Understanding that every tool you’ve run this week is “a PyTorch model loaded from a checkpoint, fed tensors, returning tensors” gives you three practical superpowers:

  • Debugging. When a tool fails with a cryptic CUDA error, you can read the stack trace and see which tensor operation blew up — and often fix it by reducing batch size, truncating the input, or switching from float32 to float16.
  • Customization. Most of these tools are just Python scripts around a PyTorch nn.Module. You can load the checkpoint yourself, patch the forward pass, or extract intermediate features (e.g. ESM-2 embeddings) for your own downstream analysis — none of which requires retraining anything.
  • Efficiency. If you’re writing analysis scripts that process thousands of predictions, using PyTorch tensors (even on CPU) is often 10–100× faster than Python lists or pandas for numerical work.

You don’t need to implement attention from scratch. You do need to know what a tensor is, what .to(device) does, and why moving data between CPU and GPU has a cost — which is exactly what the next lesson measures experimentally.

Practice Notebook

Work through the interactive PyTorch tutorial notebook below. It walks through tensor creation, device management, autograd, and a minimal end-to-end training example — all in a single Colab you can run without any local setup.

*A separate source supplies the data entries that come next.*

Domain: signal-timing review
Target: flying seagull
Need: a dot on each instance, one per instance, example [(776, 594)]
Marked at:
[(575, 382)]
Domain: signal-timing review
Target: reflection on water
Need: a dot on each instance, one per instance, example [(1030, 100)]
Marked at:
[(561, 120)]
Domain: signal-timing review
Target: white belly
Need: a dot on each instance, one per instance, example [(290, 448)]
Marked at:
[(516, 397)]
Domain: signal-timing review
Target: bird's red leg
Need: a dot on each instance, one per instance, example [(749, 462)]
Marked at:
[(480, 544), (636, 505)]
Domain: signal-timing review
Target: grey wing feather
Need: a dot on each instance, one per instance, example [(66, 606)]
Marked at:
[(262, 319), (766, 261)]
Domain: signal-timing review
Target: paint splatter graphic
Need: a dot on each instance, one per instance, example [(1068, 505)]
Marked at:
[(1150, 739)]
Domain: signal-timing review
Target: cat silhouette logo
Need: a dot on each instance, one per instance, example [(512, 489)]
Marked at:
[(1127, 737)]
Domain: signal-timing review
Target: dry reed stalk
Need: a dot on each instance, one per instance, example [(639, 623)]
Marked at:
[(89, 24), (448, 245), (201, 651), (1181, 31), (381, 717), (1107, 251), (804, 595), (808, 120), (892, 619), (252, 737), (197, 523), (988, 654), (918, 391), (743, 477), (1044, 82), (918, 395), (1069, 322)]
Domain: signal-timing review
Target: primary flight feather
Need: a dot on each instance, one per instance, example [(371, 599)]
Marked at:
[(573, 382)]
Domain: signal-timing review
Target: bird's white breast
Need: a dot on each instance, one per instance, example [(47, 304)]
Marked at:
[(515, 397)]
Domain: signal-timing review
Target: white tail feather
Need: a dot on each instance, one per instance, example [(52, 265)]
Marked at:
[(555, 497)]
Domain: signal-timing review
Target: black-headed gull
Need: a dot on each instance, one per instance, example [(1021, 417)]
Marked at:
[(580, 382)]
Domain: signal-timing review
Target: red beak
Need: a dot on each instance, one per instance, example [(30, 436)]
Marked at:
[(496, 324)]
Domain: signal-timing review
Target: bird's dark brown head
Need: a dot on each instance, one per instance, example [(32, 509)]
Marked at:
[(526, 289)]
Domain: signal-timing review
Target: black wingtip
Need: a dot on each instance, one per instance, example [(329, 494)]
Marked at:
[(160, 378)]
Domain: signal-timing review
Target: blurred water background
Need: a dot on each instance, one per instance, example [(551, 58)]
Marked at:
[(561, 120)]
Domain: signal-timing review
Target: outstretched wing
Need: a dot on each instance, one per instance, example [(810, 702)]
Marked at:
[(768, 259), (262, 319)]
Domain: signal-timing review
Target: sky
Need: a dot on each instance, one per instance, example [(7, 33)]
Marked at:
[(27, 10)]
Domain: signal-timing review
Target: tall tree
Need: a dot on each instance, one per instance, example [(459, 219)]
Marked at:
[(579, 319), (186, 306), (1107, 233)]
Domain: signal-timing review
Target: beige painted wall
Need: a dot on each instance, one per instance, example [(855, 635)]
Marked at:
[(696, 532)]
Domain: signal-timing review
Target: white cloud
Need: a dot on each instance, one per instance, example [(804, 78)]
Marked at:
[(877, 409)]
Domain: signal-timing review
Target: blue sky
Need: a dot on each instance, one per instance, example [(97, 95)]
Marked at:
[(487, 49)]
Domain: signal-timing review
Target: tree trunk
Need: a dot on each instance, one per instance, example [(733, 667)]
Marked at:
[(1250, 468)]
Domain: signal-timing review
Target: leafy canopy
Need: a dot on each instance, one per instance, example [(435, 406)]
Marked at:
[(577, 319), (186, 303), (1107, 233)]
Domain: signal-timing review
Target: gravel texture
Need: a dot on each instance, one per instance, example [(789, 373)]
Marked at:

Open PyTorch Tutorial in Colab
TipRecommended: Enable GPU in Colab

In Colab, go to Runtime → Change runtime type → T4 GPU before running the notebook. Several cells demonstrate GPU-specific behavior (tensor transfer, speedups) that only work with a GPU attached.

Key Takeaways

ImportantRemember these principles
  1. Tensors are NumPy arrays with two superpowers: they can live on a GPU, and they can track gradients.
  2. Autograd builds a dynamic computation graph as you run code and backpropagates on demand — you almost never write gradients by hand.
  3. Every PyTorch model follows the same pattern: forward pass → loss → .zero_grad().backward().step(). Inference is just the forward pass inside torch.no_grad().
  4. Device placement is a source of bugs. If you see “expected CUDA, got CPU,” move your tensors to the same device with .to(device).
  5. Every ML tool this week is a PyTorch model under the hood — reading one codebase teaches you how to navigate them all.

Questions to Consider

After working through the notebook, think about:

  1. What happens to a tensor’s .grad attribute if you run .backward() twice without calling zero_grad() in between?
  2. If AlphaFold2’s forward pass for a 500-residue protein takes 2 GB of VRAM, what’s different about the tensors compared to inference on a 50-residue peptide?
  3. Why do you think most protein-design tools disable gradient tracking (torch.no_grad() or .eval() mode) when running predictions?
  4. Where in the standard training loop would you add code to log loss values, save checkpoints, or profile GPU memory?